On 9/24/2014 9:26 AM, Martijn Dashorst wrote:
On Wed, Sep 24, 2014 at 2:13 AM, Garret Wilson <gar...@globalmentor.com> wrote:
I'm not denying that versioned pages may be a useful concept for some use
cases (even though I can't think of any offhand).
Persioning is a very useful concept and used in many applications. You
are just focussing on your particular use case for today and not
thinking of broader issues that we have tackled for about a decade.
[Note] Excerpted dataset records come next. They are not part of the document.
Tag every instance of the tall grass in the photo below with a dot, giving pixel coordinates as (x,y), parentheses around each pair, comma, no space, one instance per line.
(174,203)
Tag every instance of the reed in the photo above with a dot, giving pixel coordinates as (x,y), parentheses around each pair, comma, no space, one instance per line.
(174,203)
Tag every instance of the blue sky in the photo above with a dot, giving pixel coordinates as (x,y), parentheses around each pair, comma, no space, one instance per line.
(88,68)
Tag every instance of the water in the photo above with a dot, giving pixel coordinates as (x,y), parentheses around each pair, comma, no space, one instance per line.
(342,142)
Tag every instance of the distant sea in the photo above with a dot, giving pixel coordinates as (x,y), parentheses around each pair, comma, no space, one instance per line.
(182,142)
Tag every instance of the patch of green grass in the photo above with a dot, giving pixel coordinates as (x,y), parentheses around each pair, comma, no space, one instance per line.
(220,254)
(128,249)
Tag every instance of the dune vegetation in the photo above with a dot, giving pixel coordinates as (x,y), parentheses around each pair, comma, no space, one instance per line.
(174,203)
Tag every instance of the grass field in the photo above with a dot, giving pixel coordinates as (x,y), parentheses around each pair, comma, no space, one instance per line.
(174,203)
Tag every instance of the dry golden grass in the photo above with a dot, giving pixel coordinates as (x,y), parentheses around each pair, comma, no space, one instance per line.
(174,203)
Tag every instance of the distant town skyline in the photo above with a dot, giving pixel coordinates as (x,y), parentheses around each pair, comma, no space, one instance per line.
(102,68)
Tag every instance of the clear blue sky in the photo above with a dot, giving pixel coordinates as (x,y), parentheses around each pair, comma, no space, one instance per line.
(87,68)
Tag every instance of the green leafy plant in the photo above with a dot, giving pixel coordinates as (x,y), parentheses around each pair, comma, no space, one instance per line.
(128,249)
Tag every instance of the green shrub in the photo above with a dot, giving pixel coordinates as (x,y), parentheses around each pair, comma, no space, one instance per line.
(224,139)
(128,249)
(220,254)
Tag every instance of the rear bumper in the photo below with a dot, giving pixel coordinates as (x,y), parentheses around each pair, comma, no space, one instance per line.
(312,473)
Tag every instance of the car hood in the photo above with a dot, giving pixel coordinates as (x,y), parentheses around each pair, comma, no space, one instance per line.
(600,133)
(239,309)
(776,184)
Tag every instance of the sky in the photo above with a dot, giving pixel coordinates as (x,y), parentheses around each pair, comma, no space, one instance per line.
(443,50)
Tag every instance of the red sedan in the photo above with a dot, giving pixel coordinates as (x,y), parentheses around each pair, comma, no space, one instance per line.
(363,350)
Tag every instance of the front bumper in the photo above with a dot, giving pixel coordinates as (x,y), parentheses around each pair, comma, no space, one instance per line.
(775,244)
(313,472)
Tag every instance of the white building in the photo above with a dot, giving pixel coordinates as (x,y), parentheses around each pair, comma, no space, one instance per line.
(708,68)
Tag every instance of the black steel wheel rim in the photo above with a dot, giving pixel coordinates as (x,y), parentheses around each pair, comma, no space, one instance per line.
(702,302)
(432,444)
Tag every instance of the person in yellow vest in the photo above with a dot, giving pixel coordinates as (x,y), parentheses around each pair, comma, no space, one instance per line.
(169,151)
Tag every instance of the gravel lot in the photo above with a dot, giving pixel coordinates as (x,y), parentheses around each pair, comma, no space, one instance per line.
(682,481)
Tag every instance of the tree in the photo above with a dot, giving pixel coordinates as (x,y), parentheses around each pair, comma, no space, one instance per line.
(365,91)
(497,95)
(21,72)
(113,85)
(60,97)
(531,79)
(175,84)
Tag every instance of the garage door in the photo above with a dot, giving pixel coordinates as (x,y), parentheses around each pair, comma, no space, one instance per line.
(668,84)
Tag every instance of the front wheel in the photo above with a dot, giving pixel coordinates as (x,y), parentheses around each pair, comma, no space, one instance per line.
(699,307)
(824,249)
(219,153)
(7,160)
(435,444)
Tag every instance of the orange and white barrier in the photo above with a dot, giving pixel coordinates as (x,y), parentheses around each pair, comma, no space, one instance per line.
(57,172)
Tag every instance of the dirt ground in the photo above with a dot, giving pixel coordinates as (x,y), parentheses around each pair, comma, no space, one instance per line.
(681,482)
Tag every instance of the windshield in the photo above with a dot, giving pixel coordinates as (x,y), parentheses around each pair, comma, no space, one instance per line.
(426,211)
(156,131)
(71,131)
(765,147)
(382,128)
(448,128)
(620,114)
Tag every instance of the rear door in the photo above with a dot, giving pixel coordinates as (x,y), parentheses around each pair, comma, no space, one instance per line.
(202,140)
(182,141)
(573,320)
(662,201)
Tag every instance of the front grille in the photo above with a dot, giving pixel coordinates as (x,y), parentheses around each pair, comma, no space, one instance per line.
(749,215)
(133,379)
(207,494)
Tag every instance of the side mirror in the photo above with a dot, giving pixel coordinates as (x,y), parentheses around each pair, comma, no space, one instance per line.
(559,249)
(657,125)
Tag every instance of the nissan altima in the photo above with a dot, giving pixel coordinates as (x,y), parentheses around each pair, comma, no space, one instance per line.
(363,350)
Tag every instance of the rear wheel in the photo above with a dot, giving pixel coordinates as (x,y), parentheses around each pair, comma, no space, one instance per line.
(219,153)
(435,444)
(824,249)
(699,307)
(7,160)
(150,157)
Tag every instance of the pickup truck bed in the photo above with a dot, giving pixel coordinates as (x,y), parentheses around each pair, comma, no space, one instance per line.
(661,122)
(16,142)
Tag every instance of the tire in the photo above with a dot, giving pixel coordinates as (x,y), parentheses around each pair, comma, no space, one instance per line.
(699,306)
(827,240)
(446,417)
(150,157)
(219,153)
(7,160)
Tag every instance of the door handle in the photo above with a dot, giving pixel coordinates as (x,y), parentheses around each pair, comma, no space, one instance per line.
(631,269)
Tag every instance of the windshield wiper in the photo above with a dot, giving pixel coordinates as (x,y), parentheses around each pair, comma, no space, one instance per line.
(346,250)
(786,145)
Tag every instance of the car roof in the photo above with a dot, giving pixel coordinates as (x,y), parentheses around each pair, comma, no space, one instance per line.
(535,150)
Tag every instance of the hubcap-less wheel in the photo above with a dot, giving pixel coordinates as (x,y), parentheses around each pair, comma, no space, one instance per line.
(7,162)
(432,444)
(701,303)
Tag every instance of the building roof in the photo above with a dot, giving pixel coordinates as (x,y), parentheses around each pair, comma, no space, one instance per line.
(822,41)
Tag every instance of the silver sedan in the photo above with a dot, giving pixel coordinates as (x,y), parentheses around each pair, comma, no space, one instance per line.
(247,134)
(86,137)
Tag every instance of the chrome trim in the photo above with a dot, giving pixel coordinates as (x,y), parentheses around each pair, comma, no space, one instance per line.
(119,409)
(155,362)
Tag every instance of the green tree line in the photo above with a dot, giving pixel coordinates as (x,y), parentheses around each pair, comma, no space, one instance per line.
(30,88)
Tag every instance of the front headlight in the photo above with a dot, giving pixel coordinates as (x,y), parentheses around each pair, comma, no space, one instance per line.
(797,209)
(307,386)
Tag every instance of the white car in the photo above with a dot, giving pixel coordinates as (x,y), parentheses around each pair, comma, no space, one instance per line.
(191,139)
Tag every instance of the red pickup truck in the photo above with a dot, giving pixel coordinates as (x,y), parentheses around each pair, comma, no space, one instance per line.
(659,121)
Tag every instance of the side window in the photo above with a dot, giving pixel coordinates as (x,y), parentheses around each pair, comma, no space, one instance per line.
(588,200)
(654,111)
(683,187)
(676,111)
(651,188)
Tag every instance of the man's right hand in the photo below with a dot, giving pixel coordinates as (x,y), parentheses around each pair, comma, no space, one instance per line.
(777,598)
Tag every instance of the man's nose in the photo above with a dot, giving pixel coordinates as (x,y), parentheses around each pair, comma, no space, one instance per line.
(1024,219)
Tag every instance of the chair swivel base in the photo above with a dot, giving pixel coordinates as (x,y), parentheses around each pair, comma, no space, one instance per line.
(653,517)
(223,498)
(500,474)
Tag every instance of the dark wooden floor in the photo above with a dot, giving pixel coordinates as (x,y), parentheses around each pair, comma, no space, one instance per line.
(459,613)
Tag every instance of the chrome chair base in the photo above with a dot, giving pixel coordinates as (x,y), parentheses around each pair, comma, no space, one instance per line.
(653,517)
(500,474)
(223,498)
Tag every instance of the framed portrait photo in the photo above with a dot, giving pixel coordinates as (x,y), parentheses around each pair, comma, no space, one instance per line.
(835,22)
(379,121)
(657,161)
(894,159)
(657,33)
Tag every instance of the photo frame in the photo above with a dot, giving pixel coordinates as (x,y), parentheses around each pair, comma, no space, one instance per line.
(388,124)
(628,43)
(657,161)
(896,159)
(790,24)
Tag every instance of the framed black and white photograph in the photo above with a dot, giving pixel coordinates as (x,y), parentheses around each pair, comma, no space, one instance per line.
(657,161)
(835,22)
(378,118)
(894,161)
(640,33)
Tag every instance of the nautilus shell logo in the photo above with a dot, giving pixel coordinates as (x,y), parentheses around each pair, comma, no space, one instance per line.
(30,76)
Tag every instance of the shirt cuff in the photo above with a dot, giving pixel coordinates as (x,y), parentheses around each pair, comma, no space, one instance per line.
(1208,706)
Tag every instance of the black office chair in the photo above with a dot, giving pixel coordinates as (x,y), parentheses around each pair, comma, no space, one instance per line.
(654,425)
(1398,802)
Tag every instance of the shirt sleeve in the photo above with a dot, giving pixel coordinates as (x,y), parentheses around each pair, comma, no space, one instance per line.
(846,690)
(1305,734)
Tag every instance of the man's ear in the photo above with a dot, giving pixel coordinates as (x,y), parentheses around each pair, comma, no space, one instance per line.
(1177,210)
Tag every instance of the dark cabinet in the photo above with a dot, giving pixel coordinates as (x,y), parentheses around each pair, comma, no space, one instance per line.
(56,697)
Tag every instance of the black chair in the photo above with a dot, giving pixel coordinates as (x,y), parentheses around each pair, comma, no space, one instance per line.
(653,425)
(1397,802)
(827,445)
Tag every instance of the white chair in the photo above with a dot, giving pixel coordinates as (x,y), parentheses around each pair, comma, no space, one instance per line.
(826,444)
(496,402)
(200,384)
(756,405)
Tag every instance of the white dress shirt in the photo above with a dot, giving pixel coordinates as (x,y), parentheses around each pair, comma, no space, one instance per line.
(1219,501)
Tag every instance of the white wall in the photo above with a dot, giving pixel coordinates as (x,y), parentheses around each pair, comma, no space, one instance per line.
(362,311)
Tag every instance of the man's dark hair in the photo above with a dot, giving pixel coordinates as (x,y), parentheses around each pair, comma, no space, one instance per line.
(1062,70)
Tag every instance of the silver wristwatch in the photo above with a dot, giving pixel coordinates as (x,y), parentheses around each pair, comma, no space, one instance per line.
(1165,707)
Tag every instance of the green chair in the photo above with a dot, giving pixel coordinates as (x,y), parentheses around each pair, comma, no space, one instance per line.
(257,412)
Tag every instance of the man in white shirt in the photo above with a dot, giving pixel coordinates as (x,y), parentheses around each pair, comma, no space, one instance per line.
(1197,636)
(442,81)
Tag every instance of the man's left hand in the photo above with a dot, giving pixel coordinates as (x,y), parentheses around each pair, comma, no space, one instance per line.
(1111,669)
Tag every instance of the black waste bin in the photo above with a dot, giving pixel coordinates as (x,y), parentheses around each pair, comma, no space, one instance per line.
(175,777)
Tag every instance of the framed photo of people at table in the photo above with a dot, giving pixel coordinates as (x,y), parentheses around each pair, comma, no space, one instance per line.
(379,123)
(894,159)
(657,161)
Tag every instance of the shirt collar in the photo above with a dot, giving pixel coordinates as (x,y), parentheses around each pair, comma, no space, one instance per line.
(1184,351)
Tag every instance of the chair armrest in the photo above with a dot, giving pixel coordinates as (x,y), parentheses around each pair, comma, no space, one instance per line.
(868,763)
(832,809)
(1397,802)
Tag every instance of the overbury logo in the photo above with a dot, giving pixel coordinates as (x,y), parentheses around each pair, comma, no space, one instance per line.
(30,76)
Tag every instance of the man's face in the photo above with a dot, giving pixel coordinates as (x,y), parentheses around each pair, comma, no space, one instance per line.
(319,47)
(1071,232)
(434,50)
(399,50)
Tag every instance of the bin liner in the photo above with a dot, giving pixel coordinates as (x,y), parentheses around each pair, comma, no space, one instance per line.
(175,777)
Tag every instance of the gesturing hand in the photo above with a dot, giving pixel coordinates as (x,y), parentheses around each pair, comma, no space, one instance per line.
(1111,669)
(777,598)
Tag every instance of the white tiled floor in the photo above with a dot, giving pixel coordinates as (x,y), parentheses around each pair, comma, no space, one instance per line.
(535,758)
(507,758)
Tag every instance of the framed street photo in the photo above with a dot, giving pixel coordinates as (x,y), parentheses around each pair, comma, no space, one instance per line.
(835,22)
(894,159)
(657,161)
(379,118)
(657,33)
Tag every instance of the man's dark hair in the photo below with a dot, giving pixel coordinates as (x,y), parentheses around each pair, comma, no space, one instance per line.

Take google's search page with the pagination at the bottom. Click on
2, click on back. What do you expect? go back to the page before you
searched google? Or go back to page 1?
But note that in your example you're not talking about the "version of
the page". You're pointing to a /navigation control/, which of course I
would expect to interact with navigation. Notice that when you page back
and forth, you actually change the URL query (e.g. start=10). So you're
not changing the "version" of the page---you're actually modifying the
query you send to the page, and of course you can navigate among
different page queries. In fact Wicket already has a totally separate
mechanism for sending queries to pages through page parameters, exactly
like Google is doing.
I am completely in favor of sending page query parameters in the URL
when I want to specify what data should be retrieved from a query, and
for the user to navigate among queries. But I still (in my use case)
don't have a need for that same query page to be "versioned".